From experience sharing to packaging knowledge and practices
After spending more than 10 years in communities, some development organizations should ask themselves what new experiences and knowledge they can bring to the communities that have continued to struggle on their own. It should no longer be about promoting look-and-learn visits but packaging the aspirations, requirements, losses, and resilience strategies in local communities.
The best way of protecting local food systems can be in the form of supporting communities to be competitive in the market. If the AfDB, IFAD, the World Bank, and many other big organizations are really interested in local food security, they should support home-grown solutions rather than pushing external innovations. On their part, academics and universities should be assisting communities to document their food systems into compelling investment packages.
Documentation can also reveal the thin line between agroecology products and natural products.
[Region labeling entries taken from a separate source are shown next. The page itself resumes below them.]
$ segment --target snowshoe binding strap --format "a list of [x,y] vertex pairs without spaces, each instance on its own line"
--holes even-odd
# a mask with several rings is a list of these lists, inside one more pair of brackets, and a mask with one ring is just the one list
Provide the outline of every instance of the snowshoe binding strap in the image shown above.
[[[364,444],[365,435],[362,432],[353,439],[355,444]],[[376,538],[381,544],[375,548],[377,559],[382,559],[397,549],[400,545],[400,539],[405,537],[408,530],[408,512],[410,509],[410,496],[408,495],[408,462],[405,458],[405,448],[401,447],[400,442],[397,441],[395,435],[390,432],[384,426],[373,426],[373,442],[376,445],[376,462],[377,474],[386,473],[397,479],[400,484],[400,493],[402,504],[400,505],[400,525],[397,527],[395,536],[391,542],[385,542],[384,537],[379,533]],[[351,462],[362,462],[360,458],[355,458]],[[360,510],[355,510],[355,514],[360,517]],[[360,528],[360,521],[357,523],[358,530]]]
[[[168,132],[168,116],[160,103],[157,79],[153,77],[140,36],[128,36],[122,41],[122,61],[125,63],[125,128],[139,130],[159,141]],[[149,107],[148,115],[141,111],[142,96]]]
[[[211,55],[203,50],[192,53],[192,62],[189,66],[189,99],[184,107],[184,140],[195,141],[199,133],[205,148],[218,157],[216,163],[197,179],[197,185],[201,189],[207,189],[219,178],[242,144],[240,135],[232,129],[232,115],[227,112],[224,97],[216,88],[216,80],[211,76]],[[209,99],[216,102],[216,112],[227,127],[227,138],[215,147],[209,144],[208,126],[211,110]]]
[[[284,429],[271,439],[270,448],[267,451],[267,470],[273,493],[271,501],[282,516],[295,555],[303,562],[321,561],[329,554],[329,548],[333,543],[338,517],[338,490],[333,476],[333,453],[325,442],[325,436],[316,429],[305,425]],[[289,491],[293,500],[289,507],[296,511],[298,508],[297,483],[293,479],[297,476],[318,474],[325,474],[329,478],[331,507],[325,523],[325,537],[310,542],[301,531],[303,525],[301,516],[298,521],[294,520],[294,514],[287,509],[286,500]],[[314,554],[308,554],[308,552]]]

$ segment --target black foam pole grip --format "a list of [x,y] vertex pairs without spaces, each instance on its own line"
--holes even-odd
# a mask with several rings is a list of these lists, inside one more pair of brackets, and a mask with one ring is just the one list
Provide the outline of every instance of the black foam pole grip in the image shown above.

Agroecology products are often available in many communities but there are no systems for collecting statistics on volume compared to maize and industrial products. The beneficiary model used by most development organizations has outlived its usefulness because it does not capture the history of local food systems and socio-economic resilience. With the right documentation and historical trends, it should be possible to convert a whole community into agroecology rather than work with a few beneficiaries in a community that has more than a thousand households. If they are curious enough, universities can also set up agroecology innovation hubs.